I was there in 1983.
I was there at the first Art of Noise show in London.
I'm losing my edge.
I'm losing my edge to the kids whose footsteps I hear when they get on the decks.
I'm losing my edge to the internet seekers who can tell me every member of every good group from 1965 to 1972.
I'm losing my edge.
To all the kids in Tokyo and London.
I'm losing my edge to the art-school Taipei kids in little jackets and borrowed nostalgia for the unremembered nineties.
I'm losing my edge.
I'm losing my edge.
I can hear the footsteps every night on the decks.
But I was there.
I was there in 1983 at the first Lewis practice in a loft in Vancouver.
I was working on the guitar sounds with much patience.
I was there when David Bowie started up his first band.
I told him, "Don't do it that way. You'll never make a dime."
I was there.
I was the first guy playing Ultra Naté to the disco kids.
I played it at the Crocodile.
Everybody thought I was crazy.
We all know.
I was there.
I was there.
I've never been wrong.
But I'm losing my edge to better-looking people with better ideas and more talent.
And they're actually really, really nice.
I'm losing my edge.
I heard you have a compilation of every good song ever done by anybody.
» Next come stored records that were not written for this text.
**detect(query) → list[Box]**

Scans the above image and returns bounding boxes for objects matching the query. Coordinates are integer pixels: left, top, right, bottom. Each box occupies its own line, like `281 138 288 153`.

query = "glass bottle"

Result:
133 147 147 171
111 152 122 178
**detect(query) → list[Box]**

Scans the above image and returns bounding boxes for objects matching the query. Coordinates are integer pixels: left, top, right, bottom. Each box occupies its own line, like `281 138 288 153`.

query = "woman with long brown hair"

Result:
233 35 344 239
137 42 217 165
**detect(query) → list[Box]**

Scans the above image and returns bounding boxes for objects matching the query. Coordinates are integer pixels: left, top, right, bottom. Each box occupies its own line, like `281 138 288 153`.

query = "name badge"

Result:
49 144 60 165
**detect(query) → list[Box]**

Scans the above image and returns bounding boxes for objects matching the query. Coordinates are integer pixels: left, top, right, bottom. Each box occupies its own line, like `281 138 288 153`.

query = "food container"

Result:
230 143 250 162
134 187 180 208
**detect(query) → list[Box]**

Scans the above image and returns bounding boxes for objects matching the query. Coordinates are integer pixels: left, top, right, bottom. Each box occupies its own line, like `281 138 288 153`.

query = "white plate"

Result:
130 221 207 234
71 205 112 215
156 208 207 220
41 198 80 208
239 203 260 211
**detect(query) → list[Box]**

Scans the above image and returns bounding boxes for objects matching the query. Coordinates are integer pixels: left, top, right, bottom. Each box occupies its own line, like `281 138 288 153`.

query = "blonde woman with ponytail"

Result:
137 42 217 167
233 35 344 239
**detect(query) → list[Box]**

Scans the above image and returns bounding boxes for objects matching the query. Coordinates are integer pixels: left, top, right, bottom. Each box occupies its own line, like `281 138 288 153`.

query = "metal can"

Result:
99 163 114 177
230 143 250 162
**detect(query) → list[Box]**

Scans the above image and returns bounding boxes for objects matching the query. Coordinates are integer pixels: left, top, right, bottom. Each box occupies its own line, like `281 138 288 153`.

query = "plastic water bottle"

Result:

Every great song by Teenage Jesus and the Jerks. All the underground hits.
All Slick Rick tracks. I heard you have a vinyl of every The Selecter record on German import.
I heard that you have a white label of every seminal punk hit - 1985, '86, '87.
I heard that you have a CD compilation of every good '70s cut and another box set from the '90s.
I hear you're buying a synthesizer and a theremin and are throwing your macbook out the window because you want to make something real. You want to make a Al Stewart record.
I hear that you and your band have sold your spring reverb and bought a sitar.
I hear that you and your band have sold your sitar and bought a spring reverb.
I hear everybody that you know is more relevant than everybody that I know.
But have you seen my records?
Scan 7,
Thinking Fellers Union Local 282,
JFA,
Letta Mbulu,
Michelle Simonal,
Marc Almond,
Saccharine Trust,
The Shadows of Knight,
Kevin Saunderson,
Sun Ra Arkestra,
Half Japanese,
Soul Sonic Force,
The Monochrome Set,
Gary Puckett & The Union Gap,
F. McDonald,
Mark Hollis,
Blake Baxter,
Roy Ayers,
Soulsonic Force,
Babytalk,
Siglo XX,
Arcadia,
The Fuzztones,
Mo-Dettes,
The Royal Family And The Poor,
Magazine,
The Pop Group,
Scratch Acid,
Marine Girls,
Lalann,
Youth Brigade,
Audionom,
Nirvana,
These Immortal Souls,
Scott Walker,
Iggy Pop,
The Seeds,
Angry Samoans,
Bluetip,
Black Flag,
The Motions,
The Vogues,
The Durutti Column,
Barrington Levy,
Wire,
ABBA,
Bootsy's Rubber Band,
Anthony Braxton,
The Jesus and Mary Chain,
This Heat,
The United States of America,
Black Bananas,
Maleditus Sound,
EPMD,
Mission of Burma,
Von Mondo,
Aswad,
Inner City,
Khruangbin,
Organ,
The Moleskins,
The West Coast Pop Art Experimental Band,
Ossler, Ossler, Ossler, Ossler.
You don't know what you really want.
You don't know what you really want.
You don't know what you really want.
You don't know what you really want.
You don't know what you really want.
You don't know what you really want.
You don't know what you really want.
You don't know what you really want.
You don't know what you really want.
You don't know what you really want.
You don't know what you really want.
You don't know what you really want.
You don't know what you really want.
You don't know what you really want.
You don't know what you really want.